Glenn Stays Focused

Glenn Roeder says he will not be deflected in his aims by speculation concerning his players.

Recent stories have included suggestions that Trevor Sinclair was unhappy at West Ham, but the player himself has emphatically denied the claims.

"As far as I'm concerned what Trevor actually tells me is all that matters," says Glenn.

"He has told me he is very happy at the club and wants to continue here, and he is certainly in my plans.

"We certainly came to realise how much we miss him him when he was out for 20 games."

He is also unconcerned by a suggestion that he 'has to decide whether or not to sell Paolo Di Canio to Watford' as one newspaper claimed recently.

"That's just paper talk," responds Glenn, "and some papers are just making mischief between myself and Paolo.

"All I would like from him is when he comes back to pre-season training he  will tell me he wants to continue playing for the club.

"He is one of the best trainers at the club, very professional, and he would agree that he wants to come back to his very best form which at times, and he admitted it last year, he didn't always hit those heights because of his sinus problems. But that now has been operated on."

Paolo suggested last season that some players have to train harder, and it is a notion with which Glenn readily agrees.

"Very much so," he says. "We never go to the bottom of the players' energy reserves in training, so that if they want to do some extra they can do so.

"I certainly like to see players doing a bit extra after training so they can practise their techniques, whether it be juggling with the ball on their own or spreading out in twos or threes and practising their passing techniques.

"There's no doubt about it, you can always improve your technique by practice; you certainly won't by thinking about it.

"I always remember working with Glenn Hoddle and John Gorman in the England set up.
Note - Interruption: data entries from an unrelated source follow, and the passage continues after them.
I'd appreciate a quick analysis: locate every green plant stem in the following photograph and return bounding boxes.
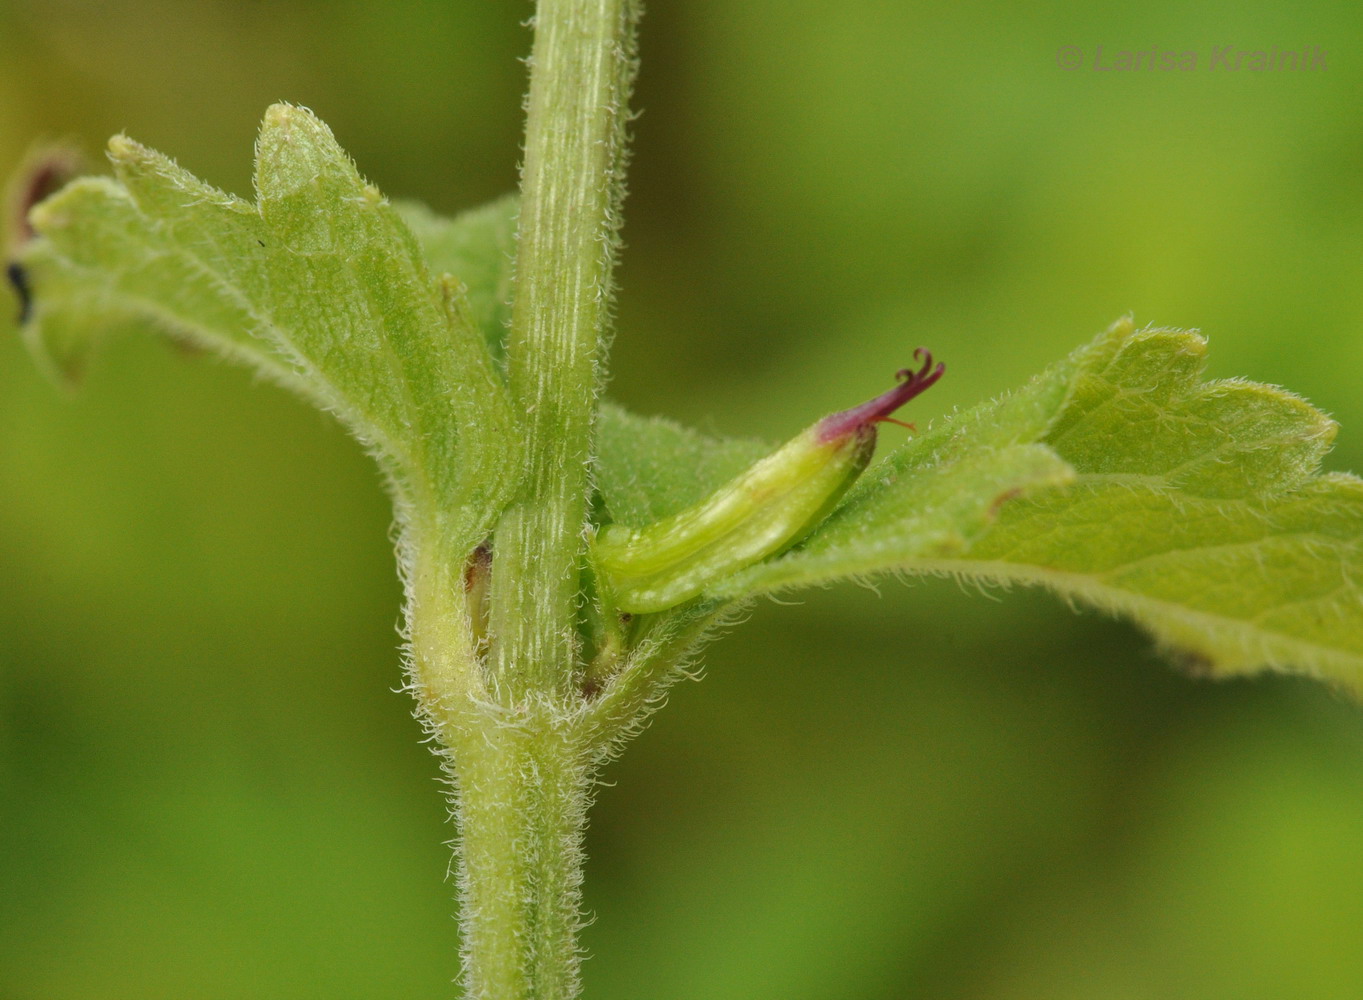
[404,519,481,719]
[490,0,641,702]
[406,520,599,1000]
[421,1,642,996]
[447,717,593,1000]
A lot of players, and in particular the Manchester United group of lads, always spent another ten or 15 minutes practising after training.
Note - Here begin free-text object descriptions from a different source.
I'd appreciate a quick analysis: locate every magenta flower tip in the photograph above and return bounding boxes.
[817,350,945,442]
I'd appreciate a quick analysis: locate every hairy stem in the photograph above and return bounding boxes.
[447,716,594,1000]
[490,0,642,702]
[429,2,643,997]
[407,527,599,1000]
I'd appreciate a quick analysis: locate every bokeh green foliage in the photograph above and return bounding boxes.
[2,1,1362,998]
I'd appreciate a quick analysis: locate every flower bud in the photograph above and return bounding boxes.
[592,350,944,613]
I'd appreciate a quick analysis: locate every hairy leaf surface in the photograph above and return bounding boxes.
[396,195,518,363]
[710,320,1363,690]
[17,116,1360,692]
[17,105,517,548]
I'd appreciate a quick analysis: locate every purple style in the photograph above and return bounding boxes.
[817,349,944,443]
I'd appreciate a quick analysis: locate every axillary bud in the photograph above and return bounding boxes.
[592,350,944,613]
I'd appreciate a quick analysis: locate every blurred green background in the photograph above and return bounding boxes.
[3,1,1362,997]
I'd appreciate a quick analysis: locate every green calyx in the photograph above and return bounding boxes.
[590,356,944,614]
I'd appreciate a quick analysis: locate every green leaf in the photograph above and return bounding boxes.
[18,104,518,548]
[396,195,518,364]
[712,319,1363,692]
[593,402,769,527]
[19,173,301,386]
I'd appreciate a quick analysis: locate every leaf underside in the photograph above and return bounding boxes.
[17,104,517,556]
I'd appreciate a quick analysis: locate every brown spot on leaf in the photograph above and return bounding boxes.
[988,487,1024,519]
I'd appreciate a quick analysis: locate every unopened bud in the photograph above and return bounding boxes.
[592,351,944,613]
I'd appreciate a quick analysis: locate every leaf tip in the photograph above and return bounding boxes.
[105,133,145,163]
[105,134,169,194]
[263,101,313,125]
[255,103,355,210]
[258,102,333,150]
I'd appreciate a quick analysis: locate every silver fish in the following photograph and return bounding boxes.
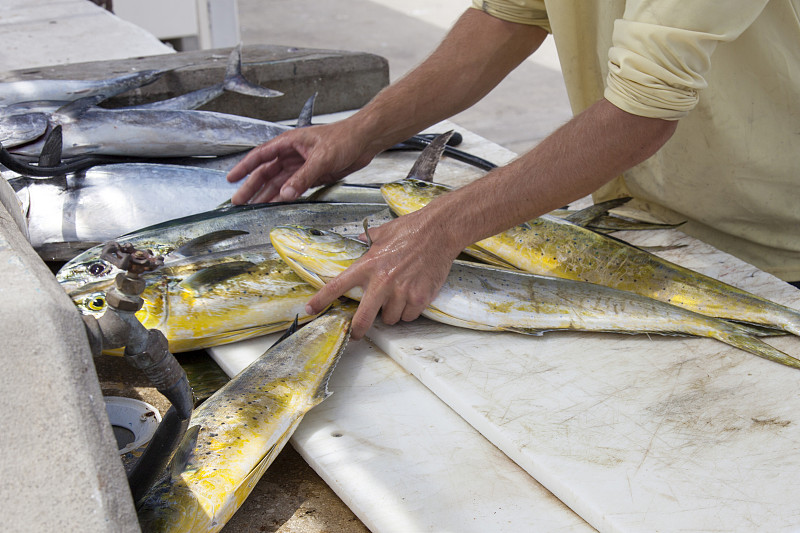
[136,303,352,532]
[0,68,166,106]
[55,201,392,294]
[9,101,292,159]
[0,113,49,148]
[7,163,242,260]
[269,225,800,371]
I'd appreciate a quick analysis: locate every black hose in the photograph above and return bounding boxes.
[127,407,190,506]
[387,134,498,172]
[0,141,136,177]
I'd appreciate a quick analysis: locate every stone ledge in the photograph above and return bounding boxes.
[0,44,389,122]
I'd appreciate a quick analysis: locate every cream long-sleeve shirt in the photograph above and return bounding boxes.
[471,0,800,281]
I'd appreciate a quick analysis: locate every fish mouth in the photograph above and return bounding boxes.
[270,226,329,289]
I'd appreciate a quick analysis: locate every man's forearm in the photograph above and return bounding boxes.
[424,98,679,254]
[348,8,548,156]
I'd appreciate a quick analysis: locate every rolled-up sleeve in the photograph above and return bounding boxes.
[470,0,551,32]
[605,0,769,119]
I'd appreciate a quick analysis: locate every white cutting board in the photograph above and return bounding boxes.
[367,229,800,533]
[210,336,597,533]
[213,121,800,531]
"David Beckham would be practising his free kicks, while Nicky Butt, the Nevilles and Paul Scholes, could have been practising driving the ball across the field or chipping it.

"But they never ever went straight in when it finished, so that is a habit they picked up from working for Manchester United.

"And I think Sir Alex Ferguson said that culture was brought in by Eric Cantona.

"You never go to the bottom of the well in your own session; you always leave a bit for them to work on themselves.

"The good thing about Paolo is that he always speaks his mind; he is a man with lots of opinions and he is prepared to voice them.

"From a manager's point of view I would rather have that because you know where you stand with him.

"What I've said before and I'll say again, you listen to what he says but you don't have to agree with it.

"As far as the training is concerned since he has been at the club, that is his opinion.

"I will add to that that all managers have a different style to their practices and I would imagine that my style will vary slightly from Harry's.

"But we mustn't forget that under Harry we had three seasons on the trot that got us in the top half of the table."

Glenn has still not been able to announce any signings, but says: "Sometimes the progress doesn't seem quick and of course a lot of people are on holiday.

"But the work is ongoing."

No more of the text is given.